Avec le réchauffement climatique deux fois plus rapide aux pôles que sur le reste de la planète, les eaux polaires arctiques et antarctiques sont de plus en plus accessibles au trafic maritime et aux activités industrielles, et ce sur de plus en plus longues périodes estivales. Les routes maritimes arctiques du Nord-Est et du Nord-ouest sont dorénavant empruntées par un trafic maritime commercial et touristique croissant pas particulièrement adapté à la navigation dans des eaux couvertes par les glaces.
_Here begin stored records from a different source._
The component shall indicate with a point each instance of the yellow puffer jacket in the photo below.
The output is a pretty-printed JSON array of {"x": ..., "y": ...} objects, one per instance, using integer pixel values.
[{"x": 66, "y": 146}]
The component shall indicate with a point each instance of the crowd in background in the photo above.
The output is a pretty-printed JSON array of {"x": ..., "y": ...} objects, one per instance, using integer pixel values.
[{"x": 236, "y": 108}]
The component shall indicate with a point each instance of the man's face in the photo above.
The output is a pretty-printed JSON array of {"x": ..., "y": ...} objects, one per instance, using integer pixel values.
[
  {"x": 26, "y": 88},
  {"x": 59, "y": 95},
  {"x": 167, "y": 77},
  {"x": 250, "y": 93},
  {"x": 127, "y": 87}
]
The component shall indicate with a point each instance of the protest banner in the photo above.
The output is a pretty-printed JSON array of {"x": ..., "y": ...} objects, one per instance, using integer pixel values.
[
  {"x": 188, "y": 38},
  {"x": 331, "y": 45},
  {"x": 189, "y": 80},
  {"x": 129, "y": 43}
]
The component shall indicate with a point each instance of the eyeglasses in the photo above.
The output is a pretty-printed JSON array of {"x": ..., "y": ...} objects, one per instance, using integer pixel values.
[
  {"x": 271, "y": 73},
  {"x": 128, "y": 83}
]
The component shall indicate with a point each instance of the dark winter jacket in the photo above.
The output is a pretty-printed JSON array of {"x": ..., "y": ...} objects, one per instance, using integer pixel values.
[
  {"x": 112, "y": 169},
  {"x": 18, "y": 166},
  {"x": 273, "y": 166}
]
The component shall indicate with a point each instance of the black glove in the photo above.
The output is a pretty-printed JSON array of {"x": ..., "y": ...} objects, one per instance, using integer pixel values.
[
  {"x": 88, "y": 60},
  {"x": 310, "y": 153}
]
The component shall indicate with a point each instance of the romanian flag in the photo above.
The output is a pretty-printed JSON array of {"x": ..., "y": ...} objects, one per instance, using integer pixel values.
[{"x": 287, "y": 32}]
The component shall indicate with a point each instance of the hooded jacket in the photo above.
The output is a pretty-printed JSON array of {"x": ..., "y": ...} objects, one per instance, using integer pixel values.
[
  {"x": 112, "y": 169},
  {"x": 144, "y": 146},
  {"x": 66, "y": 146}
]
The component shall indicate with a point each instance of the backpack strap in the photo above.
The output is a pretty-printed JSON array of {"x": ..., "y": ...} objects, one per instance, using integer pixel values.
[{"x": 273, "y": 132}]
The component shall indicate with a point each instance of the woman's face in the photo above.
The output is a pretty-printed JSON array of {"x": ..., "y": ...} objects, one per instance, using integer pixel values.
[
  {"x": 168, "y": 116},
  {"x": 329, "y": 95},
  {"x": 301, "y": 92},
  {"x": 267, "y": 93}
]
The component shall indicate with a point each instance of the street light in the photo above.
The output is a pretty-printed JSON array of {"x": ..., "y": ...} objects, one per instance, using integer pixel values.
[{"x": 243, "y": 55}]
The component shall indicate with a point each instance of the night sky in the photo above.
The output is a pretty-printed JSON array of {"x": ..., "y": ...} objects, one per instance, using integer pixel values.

Depuis plus d’une décennie, l’OMI, Organisation Maritime Internationale, travaille sur une réglementation cherchant à réduire l’impact de cette maritimisation dans ces zones sensibles. Le Recueil international des règles applicables aux navires exploités dans les eaux polaires encore appelé le Code polaire est l’aboutissement de cette règlementation entrée en vigueur le 1er janvier 2017.
Le Code polaire
Le Code polaire s’applique à tous les navires de commerce et à passagers qui sont exploités dans les eaux polaires, sauf encore pour les navires de pêche artisanale. Hormis la mer Baltique, les régions concernées par l’application du Code polaire sont les zones Arctiques et Antarctiques au-delà de la latitude de 60° Nord et Sud à l’exception, pour la région boréale, d’une partie de la mer de Barents et du Sud de la mer de Groenland.

Photo Hervé Baudu
Le but du Code polaire est d’améliorer les règles de sécurité de la navigation commerciale pour minimiser l’impact néfaste qu’il aurait sur l’environnement des zones polaires. Son champ de compétence couvre l’exploitation, la conception, la sécurité et la protection environnementale relatives aux navires, et fournit des lignes directrices pour assurer la sécurité des opérations. Le Code polaire est décomposé en plusieurs parties avec des règles contraignantes et des recommandations. Les domaines concernés sont essentiellement la stabilité, le matériel de survie collectif et individuel, les méthodes de navigation, les réglementations endémiques aux zones polaires, les critères de transport du fioul lourd, la conception, la construction et l’équipement des navires, la spécification particulière sur l’emport d’équipements de lutte contre incendie par très basses températures etc.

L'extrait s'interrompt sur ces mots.